Of beer girls and virgins

There are some very cool stores in Sayulita. One place often overlooked is the Galería Tanana, which I wrote about in the September 2008 issue of National Geographic Traveler. The gallery, founded by Susana Valadez, carries art made by local Huichol (pronounced “wee-chol”) Indians. The Huichol are the folks who use peyote as a sacred form of enlightenment (they believe that snakes bring rain and that they can talk to deer and wolves). I’m not sure I’m ready to get behind all that, but I like the art that some of their spiritual “trips” have encouraged. Like the brightly beaded jaguar heads they sell in the Sayulita store.

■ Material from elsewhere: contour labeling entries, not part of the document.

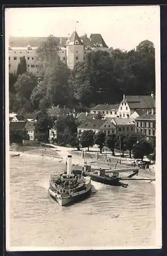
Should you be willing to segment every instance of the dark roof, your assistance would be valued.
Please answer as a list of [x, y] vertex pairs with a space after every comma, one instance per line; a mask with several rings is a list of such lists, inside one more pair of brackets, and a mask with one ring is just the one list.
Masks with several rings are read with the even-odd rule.
[[83, 35], [82, 36], [80, 36], [80, 38], [81, 39], [81, 41], [82, 41], [82, 42], [84, 46], [84, 47], [87, 48], [87, 47], [89, 47], [90, 48], [94, 48], [94, 45], [89, 38], [87, 37], [86, 35]]
[[15, 117], [18, 121], [24, 121], [25, 120], [25, 117], [22, 115], [17, 115]]
[[103, 123], [105, 123], [107, 120], [107, 119], [86, 120], [78, 126], [78, 128], [98, 129], [102, 125]]
[[[38, 47], [47, 37], [31, 37], [10, 36], [9, 45], [11, 47], [27, 47], [28, 45], [32, 47]], [[67, 37], [56, 37], [60, 46], [64, 46]]]
[[78, 117], [77, 116], [77, 119], [79, 121], [82, 121], [87, 119], [92, 120], [93, 116], [94, 115], [90, 113], [88, 113], [87, 116], [86, 116], [85, 113], [82, 112], [78, 114]]
[[123, 124], [127, 125], [128, 124], [135, 124], [134, 119], [132, 118], [113, 118], [116, 123], [118, 125], [122, 125]]
[[118, 109], [118, 104], [99, 104], [93, 108], [92, 108], [91, 110], [117, 110]]
[[101, 34], [91, 34], [90, 41], [95, 45], [96, 44], [102, 45], [103, 47], [108, 48]]
[[77, 40], [78, 41], [78, 45], [83, 45], [76, 31], [74, 31], [72, 33], [72, 34], [69, 38], [69, 40], [67, 44], [74, 45], [76, 40]]
[[36, 127], [36, 122], [33, 121], [28, 121], [26, 125], [26, 129], [35, 129]]
[[131, 109], [155, 108], [155, 100], [151, 95], [127, 95], [125, 102], [128, 102]]
[[24, 129], [26, 127], [27, 121], [18, 121], [18, 122], [10, 122], [9, 128], [14, 129]]
[[151, 113], [147, 115], [146, 112], [141, 116], [137, 117], [135, 119], [155, 120], [155, 113], [153, 114], [153, 115], [152, 115]]

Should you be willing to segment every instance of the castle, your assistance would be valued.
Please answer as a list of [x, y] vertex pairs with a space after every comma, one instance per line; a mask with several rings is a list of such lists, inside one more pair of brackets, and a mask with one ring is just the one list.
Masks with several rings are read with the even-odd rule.
[[[42, 73], [43, 65], [38, 59], [36, 50], [45, 37], [10, 37], [9, 46], [9, 72], [16, 72], [20, 59], [25, 56], [27, 70], [36, 76]], [[58, 42], [58, 58], [70, 69], [79, 62], [83, 61], [85, 56], [91, 51], [108, 51], [100, 34], [91, 34], [79, 37], [77, 32], [73, 32], [68, 37], [56, 37]]]

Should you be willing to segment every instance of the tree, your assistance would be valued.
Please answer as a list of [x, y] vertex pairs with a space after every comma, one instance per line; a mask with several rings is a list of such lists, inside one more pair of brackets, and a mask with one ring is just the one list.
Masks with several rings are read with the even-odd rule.
[[107, 136], [105, 141], [105, 145], [112, 151], [112, 155], [115, 156], [114, 148], [117, 141], [117, 137], [115, 134], [109, 134]]
[[136, 142], [136, 138], [135, 136], [127, 136], [124, 140], [124, 142], [126, 144], [126, 148], [129, 151], [129, 157], [131, 158], [132, 150], [133, 145]]
[[37, 53], [43, 63], [44, 70], [47, 67], [54, 66], [58, 61], [57, 46], [57, 39], [53, 35], [51, 35], [37, 49]]
[[19, 75], [22, 75], [27, 72], [27, 63], [25, 56], [20, 57], [20, 62], [18, 64], [17, 69], [16, 72], [16, 76]]
[[102, 149], [104, 146], [106, 139], [106, 134], [103, 132], [100, 132], [94, 136], [94, 143], [99, 145], [100, 153], [102, 153]]
[[81, 133], [80, 142], [82, 147], [87, 147], [89, 151], [89, 146], [94, 144], [94, 133], [92, 130], [84, 131]]
[[142, 160], [145, 156], [148, 156], [153, 152], [152, 144], [147, 140], [142, 139], [134, 144], [132, 153], [134, 158], [141, 158]]
[[45, 134], [47, 140], [49, 137], [49, 130], [54, 125], [53, 119], [46, 115], [42, 116], [37, 121], [36, 129], [38, 132], [43, 132]]
[[96, 119], [102, 119], [103, 117], [103, 115], [102, 114], [102, 113], [101, 112], [98, 112], [98, 114], [97, 114], [96, 115], [95, 115], [95, 118]]

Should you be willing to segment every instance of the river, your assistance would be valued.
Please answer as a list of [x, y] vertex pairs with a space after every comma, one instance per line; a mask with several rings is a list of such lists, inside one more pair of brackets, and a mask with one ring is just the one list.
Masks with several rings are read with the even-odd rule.
[[61, 207], [47, 189], [50, 172], [63, 171], [64, 163], [24, 154], [10, 163], [10, 246], [155, 246], [155, 184], [92, 182], [90, 197]]

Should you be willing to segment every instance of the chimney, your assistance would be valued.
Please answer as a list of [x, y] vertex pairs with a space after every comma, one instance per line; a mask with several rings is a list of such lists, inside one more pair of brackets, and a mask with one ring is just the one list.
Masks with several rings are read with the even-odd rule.
[[67, 173], [68, 175], [71, 174], [71, 156], [68, 156], [67, 157]]
[[154, 109], [151, 109], [151, 114], [154, 115]]

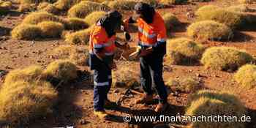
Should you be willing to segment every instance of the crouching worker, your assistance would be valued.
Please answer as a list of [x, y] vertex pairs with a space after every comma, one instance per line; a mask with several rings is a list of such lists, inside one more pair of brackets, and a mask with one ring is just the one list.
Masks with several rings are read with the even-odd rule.
[[100, 118], [108, 116], [105, 105], [110, 102], [108, 93], [112, 84], [111, 69], [116, 68], [113, 62], [115, 48], [128, 48], [116, 41], [116, 32], [120, 29], [122, 16], [117, 11], [108, 12], [92, 29], [90, 35], [90, 68], [94, 70], [94, 109]]
[[150, 5], [140, 2], [135, 7], [135, 15], [125, 20], [128, 23], [137, 23], [140, 50], [140, 80], [146, 94], [136, 103], [153, 100], [152, 84], [159, 95], [156, 112], [164, 111], [167, 107], [167, 89], [162, 78], [163, 58], [166, 53], [166, 29], [161, 15]]

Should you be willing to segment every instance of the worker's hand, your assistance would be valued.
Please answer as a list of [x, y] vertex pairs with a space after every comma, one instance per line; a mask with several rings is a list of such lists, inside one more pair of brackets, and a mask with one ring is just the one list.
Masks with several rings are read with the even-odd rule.
[[125, 31], [125, 32], [124, 32], [124, 36], [125, 36], [125, 39], [126, 39], [127, 41], [131, 40], [131, 35], [129, 34], [129, 32]]
[[141, 49], [140, 50], [140, 56], [146, 56], [150, 53], [151, 53], [153, 51], [153, 48], [149, 48], [147, 49]]
[[110, 69], [116, 69], [117, 68], [116, 67], [116, 64], [115, 62], [113, 62], [111, 64], [110, 64]]

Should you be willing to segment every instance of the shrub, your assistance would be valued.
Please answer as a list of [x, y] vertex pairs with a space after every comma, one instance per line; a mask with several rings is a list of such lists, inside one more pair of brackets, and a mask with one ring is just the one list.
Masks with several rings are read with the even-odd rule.
[[254, 4], [256, 2], [255, 0], [238, 0], [238, 2], [241, 4]]
[[38, 26], [42, 30], [42, 36], [45, 37], [59, 37], [64, 29], [61, 23], [53, 21], [41, 22]]
[[195, 92], [200, 89], [199, 81], [193, 78], [169, 78], [166, 86], [181, 92]]
[[55, 21], [64, 23], [64, 20], [53, 14], [46, 12], [32, 12], [27, 15], [22, 23], [37, 24], [42, 21]]
[[67, 20], [67, 25], [65, 26], [67, 29], [79, 30], [84, 29], [89, 27], [89, 25], [83, 20], [83, 19], [78, 18], [69, 18]]
[[[125, 63], [125, 62], [124, 62]], [[118, 67], [121, 65], [121, 67]], [[135, 68], [135, 62], [126, 62], [125, 64], [118, 64], [118, 69], [113, 72], [113, 85], [115, 87], [130, 87], [132, 86], [139, 86], [139, 72]]]
[[[187, 116], [233, 116], [241, 118], [246, 113], [244, 106], [240, 100], [233, 94], [227, 92], [200, 91], [193, 96], [186, 112]], [[212, 128], [212, 127], [233, 127], [244, 128], [242, 122], [192, 122], [191, 128]]]
[[55, 2], [56, 0], [18, 0], [20, 4], [39, 4], [41, 2]]
[[54, 5], [61, 11], [69, 10], [73, 5], [78, 4], [83, 0], [58, 0]]
[[185, 4], [187, 2], [187, 0], [161, 0], [160, 3], [164, 4]]
[[235, 74], [235, 80], [245, 89], [256, 86], [256, 65], [246, 64], [241, 67]]
[[215, 10], [203, 10], [196, 13], [197, 20], [214, 20], [220, 23], [227, 25], [234, 29], [242, 23], [242, 17], [238, 13], [227, 11], [221, 8]]
[[46, 6], [45, 7], [40, 10], [40, 11], [44, 11], [44, 12], [47, 12], [48, 13], [52, 13], [52, 14], [59, 14], [59, 9], [57, 9], [53, 4], [49, 4], [49, 5]]
[[[197, 61], [202, 56], [204, 51], [202, 45], [187, 38], [178, 38], [167, 40], [167, 56], [180, 56], [181, 59], [167, 60], [170, 64], [178, 64], [184, 62]], [[176, 53], [173, 54], [173, 53]], [[176, 56], [170, 56], [168, 59], [175, 59]]]
[[102, 17], [105, 15], [107, 12], [103, 11], [97, 11], [90, 13], [85, 18], [85, 21], [89, 26], [92, 26], [96, 23], [96, 22]]
[[44, 81], [17, 81], [0, 90], [0, 120], [20, 126], [51, 113], [57, 92]]
[[77, 78], [77, 67], [69, 61], [57, 60], [46, 67], [43, 71], [43, 75], [48, 80], [57, 79], [67, 82]]
[[40, 37], [42, 31], [35, 25], [21, 24], [14, 28], [12, 37], [18, 39], [35, 39]]
[[246, 5], [241, 4], [241, 5], [233, 5], [227, 7], [227, 10], [234, 12], [245, 12], [249, 11], [249, 8]]
[[84, 1], [70, 8], [67, 12], [67, 15], [69, 18], [84, 18], [91, 12], [100, 10], [109, 10], [109, 7], [97, 2]]
[[234, 71], [253, 61], [253, 57], [244, 51], [228, 47], [213, 47], [203, 54], [201, 63], [206, 68]]
[[133, 10], [137, 2], [132, 0], [115, 0], [108, 3], [108, 6], [115, 10]]
[[165, 27], [167, 30], [173, 28], [180, 23], [178, 19], [172, 13], [166, 13], [162, 16]]
[[89, 50], [86, 48], [78, 48], [74, 45], [61, 45], [53, 50], [55, 57], [61, 59], [69, 59], [78, 65], [86, 65], [89, 63]]
[[69, 44], [88, 44], [90, 38], [91, 29], [80, 30], [65, 36], [65, 41]]
[[39, 66], [30, 66], [24, 69], [10, 71], [4, 79], [4, 85], [10, 85], [17, 81], [31, 82], [38, 80], [42, 69]]
[[18, 11], [24, 12], [33, 12], [37, 9], [37, 6], [34, 4], [20, 4]]
[[213, 20], [194, 23], [187, 28], [187, 33], [189, 37], [199, 39], [224, 40], [233, 37], [229, 27]]

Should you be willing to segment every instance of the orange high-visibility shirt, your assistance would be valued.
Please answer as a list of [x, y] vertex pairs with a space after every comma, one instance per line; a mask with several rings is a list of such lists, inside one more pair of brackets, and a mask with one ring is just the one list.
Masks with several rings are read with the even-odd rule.
[[155, 12], [152, 23], [148, 24], [142, 18], [138, 18], [137, 22], [139, 45], [154, 47], [157, 45], [157, 42], [165, 42], [167, 34], [165, 21], [158, 12]]
[[105, 29], [100, 26], [94, 26], [90, 35], [90, 52], [94, 53], [94, 48], [103, 48], [106, 56], [114, 54], [116, 36], [108, 37]]

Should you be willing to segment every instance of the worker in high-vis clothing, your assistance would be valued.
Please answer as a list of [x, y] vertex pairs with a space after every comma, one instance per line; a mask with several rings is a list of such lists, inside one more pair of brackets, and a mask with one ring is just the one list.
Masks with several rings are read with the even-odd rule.
[[[112, 84], [112, 69], [116, 68], [113, 56], [116, 47], [128, 48], [116, 41], [116, 33], [120, 29], [122, 16], [117, 11], [110, 11], [94, 26], [90, 34], [89, 65], [94, 70], [94, 113], [100, 118], [108, 116], [105, 105], [110, 102], [108, 93]], [[129, 36], [129, 34], [127, 34]]]
[[126, 28], [129, 23], [137, 23], [138, 27], [140, 80], [146, 94], [135, 102], [146, 103], [152, 101], [153, 85], [159, 95], [159, 104], [154, 110], [162, 112], [167, 107], [167, 93], [162, 78], [162, 63], [166, 53], [167, 38], [164, 20], [154, 7], [140, 2], [135, 7], [135, 15], [125, 20], [124, 23]]

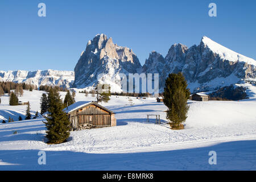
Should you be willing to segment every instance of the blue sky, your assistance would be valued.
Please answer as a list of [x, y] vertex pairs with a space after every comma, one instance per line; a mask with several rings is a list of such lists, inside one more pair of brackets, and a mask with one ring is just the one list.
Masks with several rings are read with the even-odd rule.
[[[39, 17], [38, 5], [46, 5]], [[208, 5], [217, 5], [217, 17]], [[97, 34], [133, 49], [143, 65], [153, 50], [199, 44], [205, 35], [256, 59], [255, 1], [0, 1], [0, 70], [73, 71]]]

Directly across the street from Galería Tanana is a shop with a decidedly Paul Bowles feel to it. I think the gay guy that owns it gets most of his stuff from Morocco—pointed slippers and caftans and over-sized furniture.

photo by David Lansing

photo by David Lansing

But my favorite store is Gypsy Galería. It’s run by a couple of ex-pats—a mom/daughter team. I think the way it works is that Mom is usually traveling around Mexico looking for things to carry in the shop and the daughter lives in Sayulita and is stuck behind the counter in the store.

Anyway, they just have a lot of cool stuff, from those vintage-looking cerveza beer trays (Corona used three models: Rosalinda, Tehuana, and Tapatio; the girl above wearing the red sombrero is Tapatio) to milagro-studded crosses, which I happen to collect (I’ve got a wall full of them in the Virgin of Guadalupe guest room in my house near Bucerias).

Every time I stop by the Gypsy, I pick up something new. Yesterday it was a retablo—a small oil painting, on zinc, of the Virgin of Guadalupe. Looking a little suspicious of the things going on around her. Which I will hang on the blue wall in my guest room. To, you know, keep an eye on things.